Existing forms of finance are not sufficient to deliver the type and scale of action required to address loss and damage effectively. Not only are they inappropriate to tackle the complexity of loss and damage on their own, but they are also woefully inadequate to meet the rising needs of affected countries and communities. New and additional finance is therefore crucial. 

What is a loss and damage response?

Climate hazards affect people in different ways depending on the severity of the hazard and people’s levels of exposure, vulnerability and adaptive capacity. Losses and damages will also vary over time as climate hazards intensify and compound one another.

Efforts to address loss and damage must therefore be grounded in the everyday realities of loss and damage risk and tailored to the vulnerabilities of different people and places to different hazards over time. 

The question of how to finance action to address loss and damage is therefore not only about how to mobilise the trillions of dollars required to finance responses after a disaster but also about how to ensure the right kinds of finance reach those who are about to experience loss and damage, or who will be unable to avoid it in the future.

Different forms of finance are therefore required to fund different types of responses to tackle different types of loss and damage over different time frames.

How can money reach those who need it the most? 

There are many examples of existing financial delivery mechanisms that could be adapted to channel funds into the hands of those about to or already experiencing loss and damage.

Delivery mechanisms refer to the assortment of arrangements that could channel flexible, transparent, accountable finance to local actors to enable them to address loss and damage on their own terms. Such mechanisms include social protection, devolved climate finance mechanisms for investing in public goods at the local level and urban poor funds used to build community resilience. 

Such delivery mechanisms might be adapted to carry different layers of response to address loss and damage. Take social protection: Ethiopia’s Productive Safety Net Programme (PSNP) uses layers of intervention to tackle a variety of risks. Cash and food transfers are used to increase the households’ long-term coping capacity by addressing underlying drivers of vulnerability, while contingency finance is used to support recipients in an emergency, such as a drought or flood.
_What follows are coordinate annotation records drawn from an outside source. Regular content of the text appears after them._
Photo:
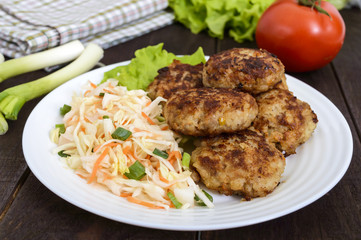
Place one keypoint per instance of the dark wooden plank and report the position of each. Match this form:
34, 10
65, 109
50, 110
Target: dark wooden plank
176, 38
37, 213
347, 64
55, 218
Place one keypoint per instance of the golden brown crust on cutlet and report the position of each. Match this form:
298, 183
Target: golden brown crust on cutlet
240, 163
284, 120
250, 70
209, 111
175, 77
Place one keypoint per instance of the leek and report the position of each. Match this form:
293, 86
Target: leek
12, 99
62, 54
4, 127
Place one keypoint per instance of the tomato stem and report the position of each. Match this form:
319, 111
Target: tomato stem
314, 4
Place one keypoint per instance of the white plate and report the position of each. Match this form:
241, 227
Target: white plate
316, 168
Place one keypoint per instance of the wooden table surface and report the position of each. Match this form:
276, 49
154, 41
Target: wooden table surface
28, 210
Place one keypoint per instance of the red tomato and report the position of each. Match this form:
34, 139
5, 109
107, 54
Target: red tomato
301, 37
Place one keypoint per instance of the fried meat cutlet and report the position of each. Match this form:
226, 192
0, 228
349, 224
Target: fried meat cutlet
241, 163
284, 120
250, 70
175, 77
209, 111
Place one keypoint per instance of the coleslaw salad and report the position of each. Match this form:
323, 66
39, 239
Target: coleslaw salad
118, 139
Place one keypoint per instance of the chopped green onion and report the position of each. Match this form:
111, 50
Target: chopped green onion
13, 98
62, 154
136, 171
121, 134
174, 200
200, 202
4, 127
65, 109
160, 153
61, 128
186, 160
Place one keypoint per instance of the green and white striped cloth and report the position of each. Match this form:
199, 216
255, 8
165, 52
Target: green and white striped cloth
28, 26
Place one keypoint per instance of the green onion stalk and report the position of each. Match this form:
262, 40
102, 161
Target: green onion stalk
55, 56
12, 99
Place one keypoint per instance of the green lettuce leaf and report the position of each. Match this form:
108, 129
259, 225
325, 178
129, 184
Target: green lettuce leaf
143, 68
238, 18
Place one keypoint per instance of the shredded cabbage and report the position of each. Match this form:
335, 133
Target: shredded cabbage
98, 158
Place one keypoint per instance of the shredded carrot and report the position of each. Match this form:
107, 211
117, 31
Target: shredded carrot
125, 194
163, 179
108, 91
97, 164
80, 175
173, 156
148, 118
92, 84
143, 203
87, 119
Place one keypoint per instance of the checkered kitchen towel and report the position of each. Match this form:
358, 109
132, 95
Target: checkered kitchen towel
28, 26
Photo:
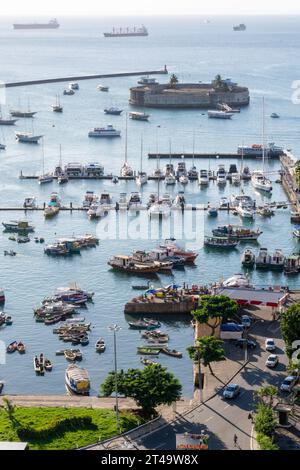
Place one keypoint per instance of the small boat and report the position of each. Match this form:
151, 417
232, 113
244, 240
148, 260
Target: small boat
28, 137
108, 131
248, 258
12, 347
138, 116
102, 88
113, 111
77, 380
172, 352
48, 365
148, 351
21, 348
69, 91
212, 211
100, 345
220, 242
296, 231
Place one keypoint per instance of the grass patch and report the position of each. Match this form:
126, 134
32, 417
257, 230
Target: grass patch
63, 428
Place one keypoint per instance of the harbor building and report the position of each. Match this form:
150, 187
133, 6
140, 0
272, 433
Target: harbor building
190, 95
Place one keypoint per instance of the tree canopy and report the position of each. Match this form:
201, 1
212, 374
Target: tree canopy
212, 309
209, 349
149, 387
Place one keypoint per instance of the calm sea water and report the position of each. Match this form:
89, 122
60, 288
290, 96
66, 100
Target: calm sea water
264, 58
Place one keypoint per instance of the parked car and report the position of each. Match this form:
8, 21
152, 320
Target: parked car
250, 343
231, 391
272, 360
270, 344
246, 321
288, 383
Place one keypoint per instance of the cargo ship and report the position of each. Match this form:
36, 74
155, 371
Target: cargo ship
52, 24
127, 32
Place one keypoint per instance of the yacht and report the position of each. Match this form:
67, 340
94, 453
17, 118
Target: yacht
181, 169
102, 88
260, 182
142, 178
170, 179
221, 175
193, 173
108, 131
245, 211
138, 116
203, 178
113, 111
27, 137
73, 86
183, 179
217, 114
135, 202
179, 201
122, 202
126, 170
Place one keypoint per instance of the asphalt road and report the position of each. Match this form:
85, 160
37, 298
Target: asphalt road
220, 418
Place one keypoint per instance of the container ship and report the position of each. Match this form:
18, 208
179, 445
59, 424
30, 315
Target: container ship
127, 32
52, 24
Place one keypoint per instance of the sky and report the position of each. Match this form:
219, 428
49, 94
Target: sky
56, 8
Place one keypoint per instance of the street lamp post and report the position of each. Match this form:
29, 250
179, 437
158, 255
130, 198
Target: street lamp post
115, 328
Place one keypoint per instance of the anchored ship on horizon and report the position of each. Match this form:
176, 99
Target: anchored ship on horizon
126, 32
52, 24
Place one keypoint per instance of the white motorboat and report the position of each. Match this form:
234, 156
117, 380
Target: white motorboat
108, 131
141, 178
123, 202
135, 202
245, 211
203, 178
170, 179
183, 179
260, 182
221, 175
28, 137
218, 114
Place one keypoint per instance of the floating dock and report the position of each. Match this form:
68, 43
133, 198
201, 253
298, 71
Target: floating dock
206, 155
73, 78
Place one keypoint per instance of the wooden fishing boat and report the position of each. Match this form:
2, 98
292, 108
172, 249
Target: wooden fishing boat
12, 347
48, 365
100, 345
21, 348
172, 352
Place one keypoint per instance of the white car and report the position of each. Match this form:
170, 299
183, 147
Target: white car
288, 383
270, 344
272, 360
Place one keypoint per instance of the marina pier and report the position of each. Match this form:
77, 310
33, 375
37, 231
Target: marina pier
163, 71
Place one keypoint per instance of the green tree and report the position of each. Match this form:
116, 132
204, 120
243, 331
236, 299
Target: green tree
173, 81
209, 349
212, 309
266, 395
149, 387
290, 326
264, 420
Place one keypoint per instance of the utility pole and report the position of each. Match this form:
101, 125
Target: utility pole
115, 328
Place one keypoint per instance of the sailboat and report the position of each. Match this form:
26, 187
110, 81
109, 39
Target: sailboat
126, 170
142, 177
258, 179
57, 108
45, 177
193, 173
6, 121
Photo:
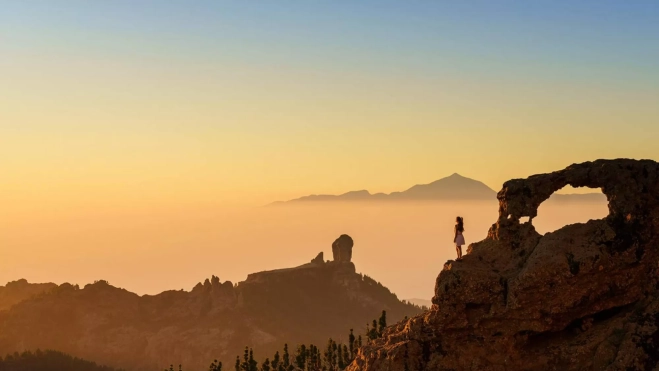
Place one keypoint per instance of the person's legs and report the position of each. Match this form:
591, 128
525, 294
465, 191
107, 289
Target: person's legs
458, 249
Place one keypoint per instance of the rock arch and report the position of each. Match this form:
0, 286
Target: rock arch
631, 188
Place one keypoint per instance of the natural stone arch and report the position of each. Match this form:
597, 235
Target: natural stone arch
631, 188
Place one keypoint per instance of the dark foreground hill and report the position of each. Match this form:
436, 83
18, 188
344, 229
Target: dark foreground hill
47, 361
585, 297
216, 320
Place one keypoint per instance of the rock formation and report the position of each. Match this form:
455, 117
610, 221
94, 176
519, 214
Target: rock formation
17, 291
342, 249
216, 320
584, 297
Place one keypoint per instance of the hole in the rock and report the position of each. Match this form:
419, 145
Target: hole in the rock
570, 206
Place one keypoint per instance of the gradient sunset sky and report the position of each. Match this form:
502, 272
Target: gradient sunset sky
130, 104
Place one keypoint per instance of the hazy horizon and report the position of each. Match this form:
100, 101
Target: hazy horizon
402, 245
138, 142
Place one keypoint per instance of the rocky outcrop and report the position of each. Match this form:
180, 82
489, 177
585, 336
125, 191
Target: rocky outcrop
17, 291
342, 249
216, 320
584, 297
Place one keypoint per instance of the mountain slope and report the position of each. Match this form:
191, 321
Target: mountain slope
47, 361
215, 320
584, 297
454, 187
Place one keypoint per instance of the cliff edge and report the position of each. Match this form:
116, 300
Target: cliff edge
584, 297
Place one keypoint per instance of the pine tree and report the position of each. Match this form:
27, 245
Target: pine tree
275, 361
215, 366
265, 366
287, 361
244, 366
301, 357
340, 362
351, 343
253, 365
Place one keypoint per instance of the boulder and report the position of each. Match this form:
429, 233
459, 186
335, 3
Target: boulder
342, 249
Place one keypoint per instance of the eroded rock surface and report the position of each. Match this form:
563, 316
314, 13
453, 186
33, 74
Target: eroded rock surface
584, 297
342, 249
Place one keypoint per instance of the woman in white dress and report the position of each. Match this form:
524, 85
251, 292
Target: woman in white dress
459, 238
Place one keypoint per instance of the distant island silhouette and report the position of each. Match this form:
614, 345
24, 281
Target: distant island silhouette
454, 187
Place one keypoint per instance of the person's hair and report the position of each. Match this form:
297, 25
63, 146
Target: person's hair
460, 225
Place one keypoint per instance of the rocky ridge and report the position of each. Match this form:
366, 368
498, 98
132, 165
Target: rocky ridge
216, 320
584, 297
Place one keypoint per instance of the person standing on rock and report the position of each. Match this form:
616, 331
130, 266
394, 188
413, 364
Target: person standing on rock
458, 238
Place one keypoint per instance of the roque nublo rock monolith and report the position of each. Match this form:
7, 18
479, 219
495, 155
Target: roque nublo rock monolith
584, 297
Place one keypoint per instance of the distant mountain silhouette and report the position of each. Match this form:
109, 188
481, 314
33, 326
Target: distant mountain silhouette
420, 302
454, 187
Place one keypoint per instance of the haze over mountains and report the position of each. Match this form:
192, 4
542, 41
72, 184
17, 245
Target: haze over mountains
215, 320
454, 187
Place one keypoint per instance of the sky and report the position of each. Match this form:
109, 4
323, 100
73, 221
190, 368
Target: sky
122, 108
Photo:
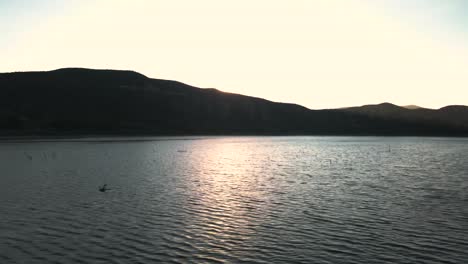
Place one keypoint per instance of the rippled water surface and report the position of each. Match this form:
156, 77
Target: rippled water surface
235, 199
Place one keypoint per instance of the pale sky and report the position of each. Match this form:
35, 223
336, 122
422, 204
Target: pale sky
317, 53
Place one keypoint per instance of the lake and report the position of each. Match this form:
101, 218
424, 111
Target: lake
235, 200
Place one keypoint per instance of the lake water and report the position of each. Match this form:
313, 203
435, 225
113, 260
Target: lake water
235, 200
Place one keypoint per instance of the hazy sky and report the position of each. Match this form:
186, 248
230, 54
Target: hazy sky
317, 53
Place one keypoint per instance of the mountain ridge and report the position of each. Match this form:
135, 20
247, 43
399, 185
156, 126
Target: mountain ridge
111, 102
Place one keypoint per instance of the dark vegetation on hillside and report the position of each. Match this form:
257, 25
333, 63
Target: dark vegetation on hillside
85, 102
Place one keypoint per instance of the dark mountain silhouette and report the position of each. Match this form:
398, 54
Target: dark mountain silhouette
78, 101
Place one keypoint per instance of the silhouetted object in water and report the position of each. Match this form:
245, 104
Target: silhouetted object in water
103, 188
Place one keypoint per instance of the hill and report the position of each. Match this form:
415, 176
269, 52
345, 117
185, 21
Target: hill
77, 101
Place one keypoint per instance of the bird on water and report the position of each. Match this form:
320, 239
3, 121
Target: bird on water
103, 188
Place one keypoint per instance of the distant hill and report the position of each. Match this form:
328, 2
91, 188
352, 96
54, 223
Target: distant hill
77, 101
411, 107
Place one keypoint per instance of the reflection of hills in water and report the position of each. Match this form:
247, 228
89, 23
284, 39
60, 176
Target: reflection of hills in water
83, 101
234, 200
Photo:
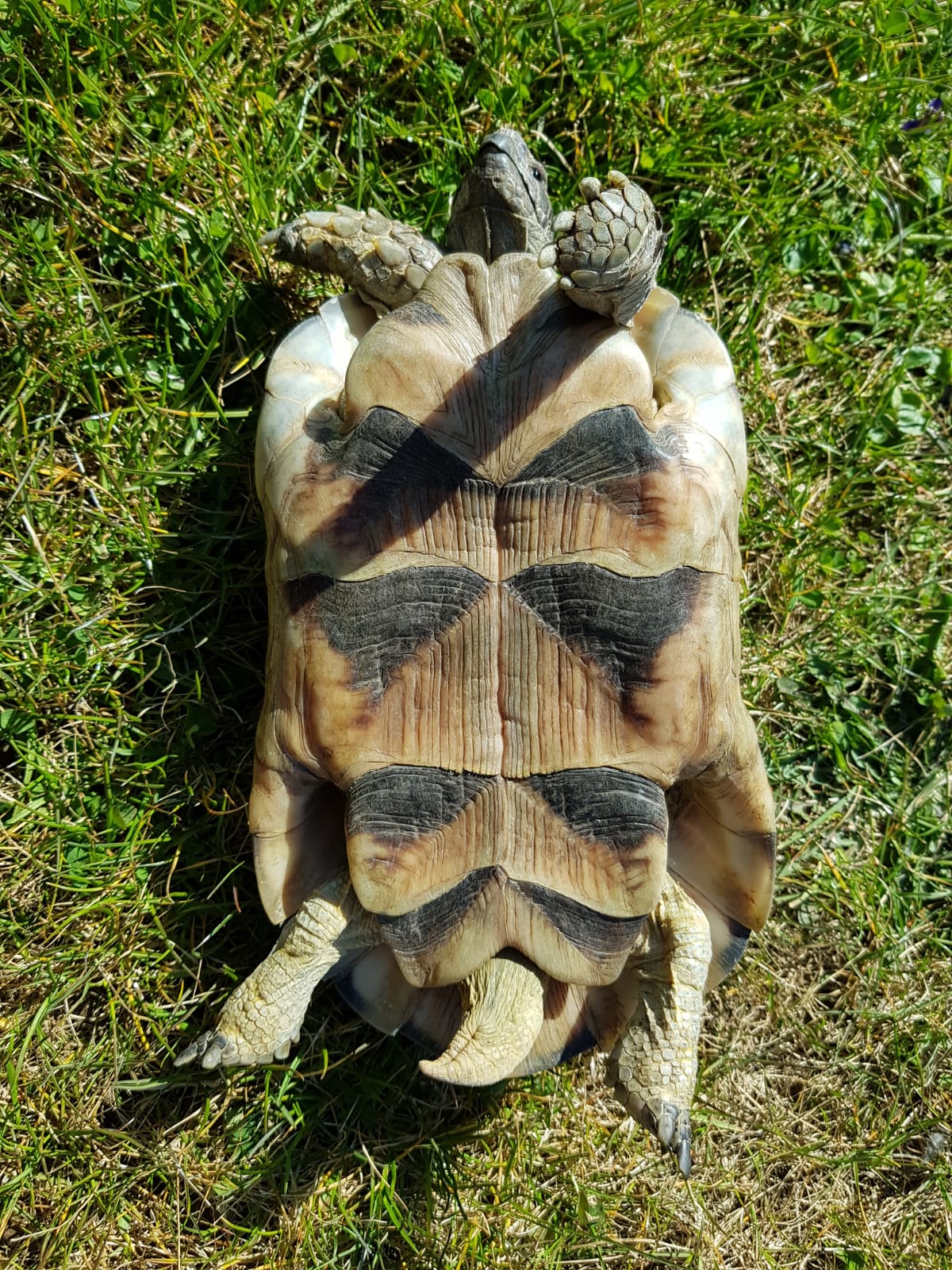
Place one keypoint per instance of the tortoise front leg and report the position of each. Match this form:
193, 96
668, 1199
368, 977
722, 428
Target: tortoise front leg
608, 249
385, 262
654, 1064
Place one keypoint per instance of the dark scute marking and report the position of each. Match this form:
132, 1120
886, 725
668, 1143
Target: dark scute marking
738, 943
418, 313
619, 622
605, 804
397, 455
431, 925
578, 1043
378, 624
397, 804
589, 931
600, 448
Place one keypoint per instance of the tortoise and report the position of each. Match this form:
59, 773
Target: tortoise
507, 791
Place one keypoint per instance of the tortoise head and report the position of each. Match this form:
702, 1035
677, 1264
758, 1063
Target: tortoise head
503, 203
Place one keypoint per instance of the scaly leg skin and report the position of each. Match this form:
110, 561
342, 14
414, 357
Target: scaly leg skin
608, 251
264, 1014
654, 1064
382, 260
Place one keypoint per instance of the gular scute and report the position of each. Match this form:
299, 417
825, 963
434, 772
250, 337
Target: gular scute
505, 626
380, 622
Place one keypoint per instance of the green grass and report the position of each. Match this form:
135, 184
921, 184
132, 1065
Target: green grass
145, 149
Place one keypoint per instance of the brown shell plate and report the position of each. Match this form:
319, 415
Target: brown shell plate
505, 639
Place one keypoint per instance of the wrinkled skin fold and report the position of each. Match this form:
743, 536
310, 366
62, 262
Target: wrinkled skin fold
507, 793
An additional line of pre-arranged contingency finance provides an additional layer of protection if shocks threaten to push better-off households into poverty.

While the PSNP isn’t designed to facilitate action on loss and damage, it could be adapted to do so. For instance, a safety net could be provided to people forced to migrate from their homes due to climate shocks – making the social protection 'portable'.

This extra layer could support safe temporary migration and protect marginalised groups, such as women and children, from exposure to post-disaster forms of exploitation, slavery and trafficking.

Using an existing channel that enables the recipient of the finance to choose how they want to spend cash or how they want to prioritise community projects devolves the decision making and agency to those that are experiencing loss and damage and so have the best knowledge of their needs. 

The need for progress is urgent

The urgency of addressing loss and damage is clear. The agenda for loss and damage finance has moved considerably in recent years but so too has the intensity of climate impacts.

As COP27 approaches, commitments to new and additional dedicated loss and damage financing must be secured. Finance mobilisation is a key first step – however we must also consider how the money will flow to those that need it most. Could existing delivery mechanisms be adapted to suit this purpose?